35 Nick and Claire Bragg, Somerset Telling the general public about the reality of modern broiler production is an almost daily mission for Nick and Claire Bragg, who have an open farm policy.

36 Rebecca Tonks, Cornwall Strong marketing and innovative branding have helped make Rebecca Tonks’ St Ewe Free Range Eggs business something of a household name in Cornwall.

Sustainable Farmer of the Year – new category 

37 Kevin and Julie Bateman, Devon First-generation farmers who are transforming the biodiversity of 216ha grazed by Devon sucklers and 700 ewes with careful soil management and wildlife habitat restoration.

38 Lyndon Edwards, Monmouthshire Lyndon manages a 240ha mixed dairy, beef and arable organic farm. New Zealand-style grazing, minimising water and fuel use, recycling and soil management are all priorities.
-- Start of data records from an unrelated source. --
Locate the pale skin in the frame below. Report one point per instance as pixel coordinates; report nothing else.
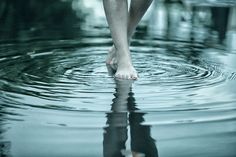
(122, 23)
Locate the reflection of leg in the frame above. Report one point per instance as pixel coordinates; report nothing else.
(117, 17)
(141, 140)
(115, 135)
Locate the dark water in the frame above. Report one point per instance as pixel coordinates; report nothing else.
(57, 97)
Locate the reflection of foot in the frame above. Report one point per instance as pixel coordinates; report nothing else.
(125, 69)
(111, 57)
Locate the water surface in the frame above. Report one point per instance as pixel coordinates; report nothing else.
(58, 98)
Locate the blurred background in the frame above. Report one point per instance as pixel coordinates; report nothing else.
(198, 20)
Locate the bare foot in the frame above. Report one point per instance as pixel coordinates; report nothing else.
(111, 57)
(125, 69)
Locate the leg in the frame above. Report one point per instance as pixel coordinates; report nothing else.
(117, 16)
(137, 9)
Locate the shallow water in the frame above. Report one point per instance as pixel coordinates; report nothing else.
(58, 98)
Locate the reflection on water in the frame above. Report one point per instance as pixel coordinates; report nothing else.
(57, 97)
(124, 111)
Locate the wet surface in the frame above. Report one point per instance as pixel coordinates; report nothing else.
(57, 96)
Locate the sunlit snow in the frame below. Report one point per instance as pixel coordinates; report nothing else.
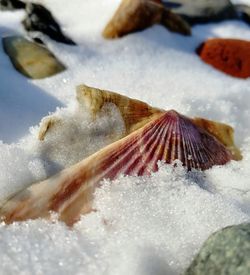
(148, 225)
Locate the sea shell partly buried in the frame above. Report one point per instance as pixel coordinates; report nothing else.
(135, 113)
(136, 15)
(169, 137)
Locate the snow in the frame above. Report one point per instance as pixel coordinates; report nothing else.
(149, 225)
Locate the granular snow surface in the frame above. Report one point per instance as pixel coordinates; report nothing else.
(142, 225)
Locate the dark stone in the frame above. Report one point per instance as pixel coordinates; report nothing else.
(225, 252)
(202, 11)
(11, 5)
(40, 19)
(243, 12)
(31, 59)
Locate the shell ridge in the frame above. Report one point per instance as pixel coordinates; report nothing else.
(151, 156)
(163, 142)
(131, 148)
(167, 151)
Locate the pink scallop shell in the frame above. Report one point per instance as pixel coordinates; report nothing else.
(170, 137)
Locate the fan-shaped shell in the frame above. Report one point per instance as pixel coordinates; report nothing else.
(135, 15)
(167, 138)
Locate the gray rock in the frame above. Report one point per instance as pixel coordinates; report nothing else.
(11, 4)
(225, 252)
(31, 59)
(40, 19)
(202, 11)
(243, 12)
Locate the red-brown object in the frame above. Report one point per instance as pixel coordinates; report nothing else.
(231, 56)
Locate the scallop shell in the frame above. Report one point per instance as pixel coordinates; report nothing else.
(135, 15)
(167, 138)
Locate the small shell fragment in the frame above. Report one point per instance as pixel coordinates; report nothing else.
(167, 138)
(136, 15)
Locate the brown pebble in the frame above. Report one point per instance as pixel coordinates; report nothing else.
(231, 56)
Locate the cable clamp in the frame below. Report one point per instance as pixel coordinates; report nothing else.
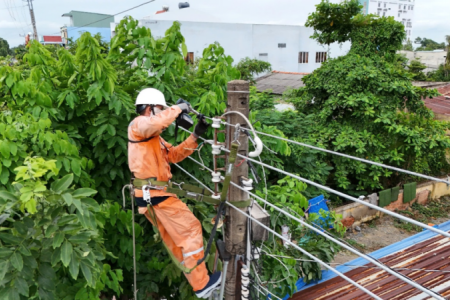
(215, 176)
(178, 184)
(216, 149)
(146, 194)
(216, 123)
(246, 183)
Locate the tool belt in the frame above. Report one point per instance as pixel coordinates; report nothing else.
(184, 190)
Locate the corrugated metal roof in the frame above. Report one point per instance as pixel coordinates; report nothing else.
(440, 104)
(425, 251)
(278, 81)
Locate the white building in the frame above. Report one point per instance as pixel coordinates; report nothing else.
(288, 48)
(401, 10)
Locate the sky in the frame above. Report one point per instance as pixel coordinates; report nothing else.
(430, 19)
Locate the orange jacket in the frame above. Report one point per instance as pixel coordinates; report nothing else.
(151, 159)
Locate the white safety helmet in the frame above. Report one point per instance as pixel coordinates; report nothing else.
(150, 96)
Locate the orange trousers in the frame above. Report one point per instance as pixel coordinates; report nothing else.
(181, 231)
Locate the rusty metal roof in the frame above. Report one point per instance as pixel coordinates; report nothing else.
(441, 104)
(426, 251)
(278, 81)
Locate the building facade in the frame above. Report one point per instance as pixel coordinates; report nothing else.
(287, 48)
(401, 10)
(80, 21)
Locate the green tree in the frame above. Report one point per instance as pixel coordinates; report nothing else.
(408, 46)
(428, 44)
(416, 67)
(4, 47)
(364, 104)
(249, 68)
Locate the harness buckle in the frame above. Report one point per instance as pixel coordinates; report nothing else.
(178, 184)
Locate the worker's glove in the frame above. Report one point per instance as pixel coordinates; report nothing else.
(185, 108)
(201, 126)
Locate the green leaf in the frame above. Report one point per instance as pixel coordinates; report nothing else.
(58, 239)
(17, 261)
(50, 230)
(4, 266)
(76, 167)
(8, 196)
(4, 252)
(77, 204)
(62, 184)
(111, 130)
(83, 237)
(84, 192)
(24, 250)
(22, 286)
(4, 149)
(66, 253)
(86, 272)
(67, 198)
(74, 266)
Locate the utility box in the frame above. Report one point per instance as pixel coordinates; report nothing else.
(258, 232)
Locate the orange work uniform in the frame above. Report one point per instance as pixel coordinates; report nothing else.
(180, 230)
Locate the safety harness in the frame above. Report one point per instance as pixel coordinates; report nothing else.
(194, 193)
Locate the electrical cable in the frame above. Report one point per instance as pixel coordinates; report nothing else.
(388, 212)
(310, 255)
(112, 15)
(323, 233)
(348, 156)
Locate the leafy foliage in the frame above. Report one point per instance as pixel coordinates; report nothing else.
(364, 104)
(4, 48)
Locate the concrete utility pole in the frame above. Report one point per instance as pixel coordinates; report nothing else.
(236, 223)
(33, 20)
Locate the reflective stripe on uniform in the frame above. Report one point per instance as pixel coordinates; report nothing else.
(192, 252)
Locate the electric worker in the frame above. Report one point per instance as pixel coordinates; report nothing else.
(149, 156)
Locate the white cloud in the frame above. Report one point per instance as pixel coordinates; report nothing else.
(430, 15)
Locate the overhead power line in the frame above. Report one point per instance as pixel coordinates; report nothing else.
(298, 247)
(113, 15)
(331, 238)
(347, 156)
(325, 188)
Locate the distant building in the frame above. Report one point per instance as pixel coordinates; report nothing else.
(431, 59)
(52, 40)
(287, 48)
(401, 10)
(81, 21)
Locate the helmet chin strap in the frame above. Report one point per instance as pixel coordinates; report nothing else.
(153, 109)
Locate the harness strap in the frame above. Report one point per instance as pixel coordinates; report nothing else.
(189, 191)
(142, 141)
(178, 264)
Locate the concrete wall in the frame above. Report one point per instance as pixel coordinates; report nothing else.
(252, 40)
(432, 59)
(355, 213)
(75, 33)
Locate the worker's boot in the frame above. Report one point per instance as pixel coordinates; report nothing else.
(213, 283)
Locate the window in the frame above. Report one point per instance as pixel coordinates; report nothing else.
(321, 57)
(264, 57)
(303, 57)
(189, 58)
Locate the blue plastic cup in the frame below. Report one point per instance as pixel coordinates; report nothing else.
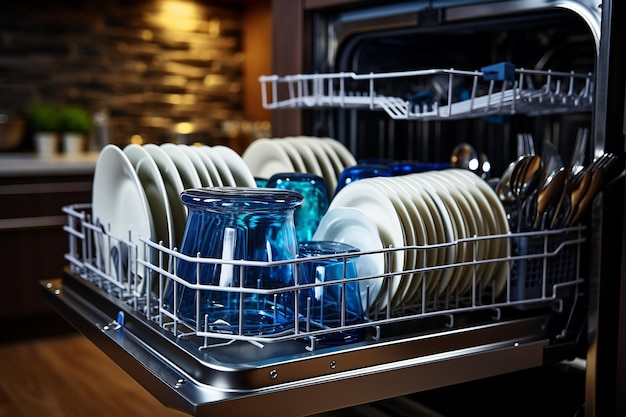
(316, 199)
(333, 306)
(358, 172)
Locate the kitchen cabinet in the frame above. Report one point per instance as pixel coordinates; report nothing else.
(32, 240)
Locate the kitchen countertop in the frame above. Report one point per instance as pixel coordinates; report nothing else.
(31, 164)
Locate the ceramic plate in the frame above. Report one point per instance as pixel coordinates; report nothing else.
(294, 155)
(352, 226)
(154, 188)
(201, 169)
(185, 167)
(265, 158)
(500, 275)
(173, 187)
(338, 166)
(450, 232)
(486, 213)
(464, 253)
(471, 214)
(222, 167)
(435, 232)
(377, 207)
(209, 164)
(342, 152)
(120, 205)
(238, 168)
(328, 172)
(417, 236)
(308, 157)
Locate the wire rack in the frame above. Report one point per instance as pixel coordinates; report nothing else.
(433, 94)
(540, 268)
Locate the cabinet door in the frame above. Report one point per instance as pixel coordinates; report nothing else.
(32, 240)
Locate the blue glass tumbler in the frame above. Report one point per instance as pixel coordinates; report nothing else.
(239, 223)
(315, 203)
(358, 172)
(333, 305)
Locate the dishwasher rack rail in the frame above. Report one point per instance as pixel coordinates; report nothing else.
(200, 371)
(436, 94)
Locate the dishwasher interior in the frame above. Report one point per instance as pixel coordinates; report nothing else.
(367, 90)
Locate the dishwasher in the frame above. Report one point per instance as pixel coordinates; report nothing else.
(408, 80)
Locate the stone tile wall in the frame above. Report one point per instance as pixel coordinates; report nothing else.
(158, 68)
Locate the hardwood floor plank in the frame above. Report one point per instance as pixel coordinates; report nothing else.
(67, 376)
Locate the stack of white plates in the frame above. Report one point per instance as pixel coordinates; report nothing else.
(325, 157)
(436, 207)
(136, 191)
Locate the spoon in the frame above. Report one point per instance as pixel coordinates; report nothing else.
(465, 156)
(578, 192)
(598, 171)
(503, 188)
(524, 180)
(552, 189)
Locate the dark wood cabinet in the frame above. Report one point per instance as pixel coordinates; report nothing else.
(33, 245)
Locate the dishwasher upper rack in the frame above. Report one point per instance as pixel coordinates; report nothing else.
(436, 94)
(541, 268)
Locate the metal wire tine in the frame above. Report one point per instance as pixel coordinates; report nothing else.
(578, 155)
(529, 144)
(521, 148)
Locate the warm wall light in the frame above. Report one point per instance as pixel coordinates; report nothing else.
(177, 15)
(183, 128)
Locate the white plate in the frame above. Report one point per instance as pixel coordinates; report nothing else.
(486, 213)
(451, 223)
(155, 191)
(222, 167)
(238, 168)
(328, 172)
(462, 230)
(208, 163)
(173, 186)
(434, 209)
(351, 226)
(342, 152)
(422, 214)
(294, 155)
(265, 158)
(474, 227)
(120, 205)
(500, 275)
(185, 167)
(379, 209)
(414, 236)
(338, 166)
(311, 164)
(201, 169)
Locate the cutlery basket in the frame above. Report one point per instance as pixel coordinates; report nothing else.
(542, 263)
39 Richard Clothier, Wyke Farms, Somerset The Clothier family have been farming and making cheese for more than 150 years. It claims to be the only “100% green cheddar brand”, with total energy self-sufficiency.

Sheep Farmer of the Year

40 John Scott, Ross-shire John runs a flock of 1,200 cross-bred ewes and two flocks of Cheviot sheep in Tain. He also breeds pedigree NZ Suffolk and Texel rams and is a past Nuffield scholar.
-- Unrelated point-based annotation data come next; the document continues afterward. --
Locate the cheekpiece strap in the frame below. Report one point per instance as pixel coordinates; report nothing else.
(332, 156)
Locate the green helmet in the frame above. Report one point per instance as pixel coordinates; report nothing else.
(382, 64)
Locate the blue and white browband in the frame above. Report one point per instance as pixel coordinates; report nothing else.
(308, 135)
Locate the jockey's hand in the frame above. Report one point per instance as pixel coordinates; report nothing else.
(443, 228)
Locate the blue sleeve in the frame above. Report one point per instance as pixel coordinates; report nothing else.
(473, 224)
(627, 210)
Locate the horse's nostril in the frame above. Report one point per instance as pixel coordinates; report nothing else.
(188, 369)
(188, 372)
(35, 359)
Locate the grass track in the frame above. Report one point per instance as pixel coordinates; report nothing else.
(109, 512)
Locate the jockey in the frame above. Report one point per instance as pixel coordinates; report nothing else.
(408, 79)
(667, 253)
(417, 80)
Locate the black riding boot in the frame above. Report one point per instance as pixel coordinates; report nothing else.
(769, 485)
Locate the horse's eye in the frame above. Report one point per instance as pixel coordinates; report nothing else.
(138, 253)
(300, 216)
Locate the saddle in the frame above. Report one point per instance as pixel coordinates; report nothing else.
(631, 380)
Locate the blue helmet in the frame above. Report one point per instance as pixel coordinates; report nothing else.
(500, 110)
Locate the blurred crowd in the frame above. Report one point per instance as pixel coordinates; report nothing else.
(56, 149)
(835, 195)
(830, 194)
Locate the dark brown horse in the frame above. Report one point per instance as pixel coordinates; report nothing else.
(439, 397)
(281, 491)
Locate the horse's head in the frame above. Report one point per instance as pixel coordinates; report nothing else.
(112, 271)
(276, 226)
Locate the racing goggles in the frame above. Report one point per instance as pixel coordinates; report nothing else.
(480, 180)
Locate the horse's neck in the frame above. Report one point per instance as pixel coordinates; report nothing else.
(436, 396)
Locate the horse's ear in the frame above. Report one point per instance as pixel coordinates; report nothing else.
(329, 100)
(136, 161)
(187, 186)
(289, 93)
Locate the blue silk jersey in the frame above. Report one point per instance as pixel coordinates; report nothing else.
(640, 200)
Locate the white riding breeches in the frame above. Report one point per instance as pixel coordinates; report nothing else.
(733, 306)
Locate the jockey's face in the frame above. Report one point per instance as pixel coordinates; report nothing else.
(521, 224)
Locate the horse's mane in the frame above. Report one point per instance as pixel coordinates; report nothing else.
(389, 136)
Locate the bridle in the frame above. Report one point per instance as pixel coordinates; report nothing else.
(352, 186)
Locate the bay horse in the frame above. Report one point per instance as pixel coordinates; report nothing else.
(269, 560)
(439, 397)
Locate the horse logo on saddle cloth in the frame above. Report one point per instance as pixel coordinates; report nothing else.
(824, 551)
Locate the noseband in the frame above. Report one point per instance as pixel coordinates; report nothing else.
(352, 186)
41 Martin Greenfield, Warwickshire Martin has a flock of 1,000 Texel-cross Mule ewes at his farm near Atherstone. He has added value to his business by selling lambs at local farmers markets and direct to butchers.

42 John Harrison, Cumbria John is a shepherd at Lowther Estates and runs 5,100 Mule ewes. He has been integral in increasing output while reducing costs and has embraced EID to record performance.

Young Farmer of the Year

43 Jamie Stokes, Cambridgeshire Jamie has shown willingness to overcome technical challenges by introducing a new arable rotation to tackle blackgrass, drive profitability and increase efficiency.

44 Marc Jones, Powys A radical restructuring of the sheep flock to a successful Lleyn sheep enterprise and collaborative heifer rearing has turned around this 200ha family farm in mid-Wales.

45 Julie Harvey, Devon Julie’s passion for breeding quality suckler cows, attention to detail and market demand is driving this Devon beef production business, which finishes 600 head of cattle.